On Monday I took advantage of (most of) Schengen’s borders reopening and hit the road – destination: the Bregenzerwald. If you’re not familiar with this little patch of paradise, worry not; I certainly wasn’t. While Monocle has covered the Austrian state of Vorarlberg on many occasions (see issue 131, which was devoted to the republic) and I’ve been to Lech and passed through Bregenz, I’ve never made the short detour to the uplands around Lake Constance.
Just across the Swiss border, the motorway leads you to a 4km-longtunnel that climbs steeply and steadily up to the Bregenzerwald. As Monday was a bit drizzly and misty, we left the damp lowlands and suddenly emerged in a crisp, sharply defined wonderland of rolling hills, dense forests, roaring streams, immaculate farms and outstanding architecture.
After 10 minutes of winding roads, curious cows and one boxy, modern wood farmhouse after another, I remarked to my navigator, Mats, that we definitely weren’t in Switzerland; it didn’t feel like Austria and had very little to do with Bavaria – but somehow it felt comfortably familiar. After another 10 minutes we entered the town of Bezau and followed the winding road that took us past handsome carpentry studios, well appointed shops, little food stands and welcoming cake shops. In the town centre we pulled up at the Hotel Post, parked the car and checked in.
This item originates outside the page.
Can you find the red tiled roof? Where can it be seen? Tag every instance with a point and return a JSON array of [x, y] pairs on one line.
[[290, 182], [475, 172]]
In a woody dining room we grabbed a quick lunch and then donned rain jackets and headgear for a wander around the town.
“There’s something very Japan about this place, no?” I said to Mats. “The use of wood everywhere; the scale; the river running through the town centre; the cleanliness; the silence and the style of carpentry – it all reminds you of being in a nice little onsen town in Fukuoka, perhaps.” Mats agreed and, as is always the case in these situations, we started thinking about what life could be like in the Bregenzerwald. Was this the place to buy a farm and write books and raise donkeys? Didn’t the village need a little kiosk and bookshop?
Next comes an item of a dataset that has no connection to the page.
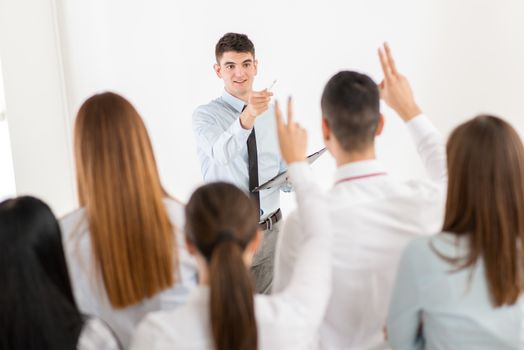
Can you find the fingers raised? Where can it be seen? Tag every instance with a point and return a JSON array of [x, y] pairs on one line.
[[384, 64], [390, 60], [289, 110]]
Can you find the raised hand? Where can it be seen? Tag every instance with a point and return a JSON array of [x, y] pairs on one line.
[[395, 89], [291, 136], [257, 104]]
Before dinner we were joined by the property’s owner, Susanne Kaufmann (also of skin- and personal-care fame). We enjoyed a round of drinks, a quick tutorial on the region and a gentle scolding about the shortness of our stay.
“Next time we’re doing a proper tour to visit some of my favourite places but let’s catch up at my son’s new little coffee shop in the morning for a few tips,” she said.
Over coffee at about 10.00, Frau Kaufmann teased us with more ideas about the things we’d be missing. As I listened to her list of the wine and clothing shops we should visit in Bregenz and Dornbirn, I was distracted by the comfort of the chair I was sitting in.
“Are these vintage and reupholstered?” I said, interrupting. “Or are they new?”
“They’re from a little carpentry shop down the road,” she said. “One brother does the woodwork at Tischlerei Mohr and, a bit further down, the other brother does the upholstery at Mohr Polster.”
Thirty minutes later I was already at the second brother’s shop choosing loden fabrics for the four chairs I had just ordered; any regional wood you’d like, an array of fabrics and five weeks manufacturing and delivery time to Zürich.
Outside, a large rooster was pacing around my car, the clouds were lifting, the stream was chattering over the rocks and I felt as though I might be in Yufuin or another small town in Kyushu. As I drove back to Bezau to collect Mats, I tried to recall the last time I felt properly removed from all that’s familiar and expected – particularly in the heart of Europe. I drew a blank.
Should you want to escape for a weekend – or for good – take a journey through that magic little tunnel just across the Swiss and German frontiers.